At a technical level, the wider Internet community has made massive strides in adopting RPKI ROV, and have set their sights on the next problem: we are securing the IP-to-originating network relationship, but what about the relationships between the individual networks?

Through the adoption of BGPsec and ASPA, network operators are able to not only validate the destination of a prefix, but also validate the path to get there. These two new technical additions within the RPKI will combine with ROV to ultimately provide a fully secure signaling protocol for the modern Internet. The community has actively undertaken this work, and we’re excited to see it progress!

Outside the RPKI, the community has also ratified the formalization of customer roles through RFC9234: Route Leak Prevention and Detection Using Roles in UPDATE and OPEN Messages. As this new BGP feature gains support, we’re hopeful that this will be another helpful tool in the operator toolbox in preventing route leaks of any kind.

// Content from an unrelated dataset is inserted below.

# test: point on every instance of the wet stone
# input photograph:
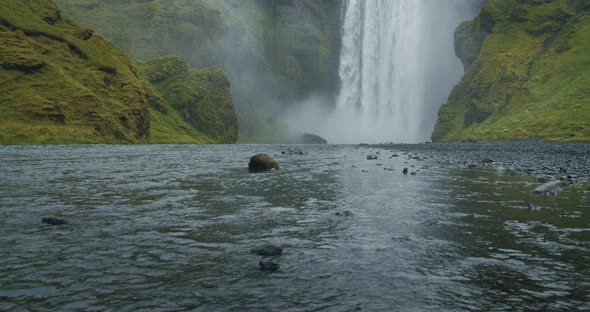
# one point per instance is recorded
(54, 221)
(267, 250)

If you’re a network operator, you’ll need to sign your routes, and validate incoming prefixes. This consists of signing Route Origin Authorization (ROA) records, and performing Route Origin Validation (ROV). Route signing involves creating records with your local Regional Internet Registry (RIR) and signing to their PKI. Route validation involves only accepting routes that are signed with a ROA. This will help ensure that only secure routes get through. You can learn more about that here.

If you’re not a network operator, head to isbgpsafeyet.com, and test your ISP. If your ISP is not keeping BGP safe, be sure to let them know how important it is. If the government has pointed out prioritization is a consistent problem, let’s help increase the priority of routing security.

As the report points out, one of the keys to keeping the Internet open is ensuring that users can feel safe accessing any site they need to without worrying about attacks that they can’t control. Cloudflare wholeheartedly supports the US government’s efforts to bolster routing security around the world and is eager to work to ensure that we can help create a safe, open Internet for every user.